While freedom may not be the primary goal of anyone wishing to pursue a career as an artist, it is likely at least motivation on some level. But there is far more at stake when one takes up the challenge of turning artistic passion into a way of generating income. There is a deep-seated need to find fulfillment in what one does. There is a recognition that in order to be happy, one must be free. This is a steep road without question. There is a strength of will required to stick to this thorny path in the face of defeat, uncertainty, and at times derision.

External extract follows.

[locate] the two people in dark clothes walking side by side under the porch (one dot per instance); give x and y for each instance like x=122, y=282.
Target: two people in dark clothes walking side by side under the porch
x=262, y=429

There may be days when we think, what sets me apart? What makes me so special that I get to reach for this lofty goal of freedom and fulfillment? In the face of family, spouses, lovers, friends, all of whom may be telling us—with the best of intentions of course—to give up the dream and buckle down, it can be easy to eventually internalize this energy and believe it is what’s right. The truth of the matter is that, despite these people being some of our closest confidantes and advisors, no one knows you like you do. It is only us who truly know our own needs. No matter how intimately connected we may be with another person, only we live inside our own minds.

It is an unfortunate truth that the desire to fulfill a goal such as this can present very real challenges to relationships. The people we partner with in life may have dreams that are very far removed from our own and may begin to see the need to pursue art as an obstacle to forward momentum. They may see tenacity as stubbornness and may interpret an unwillingness to come to terms with that they deem reality. It is important for those in creative fields to be up front about their goals from the very outset of any relationship. Since the goal is freedom and fulfillment, what partner or friend in a relationship would really want to deny that intent in the other, even if they didn’t understad it? While there is absolutely nothing wrong with choosing this life, it may not be for everyone and it is only right that those who may become entangled in our lives understand where our priorities lie.

When confronted by those who love us and think they know best, it can be difficult to know how to respond. Initial reactions to this sort of unsolicited advice may be rooted in anger and frustration that those closest to us are not showing confidence in our ability to succeed. Take a moment and breathe. Do not meet such interactions with hostility. Try to remember that the people who love us want nothing but the best for us. They are our allies even though they may not always understand how to support us.

It is important to help these people help us. Do not mince words, be direct about your needs and goals. Ask whether your spouse, your lover, your best friend would rather see you resentfully trudging a claustrophobic path that offers no fulfillment, or engaged in the practice of following your calling with the assurance that it is possible to make a career as an artist.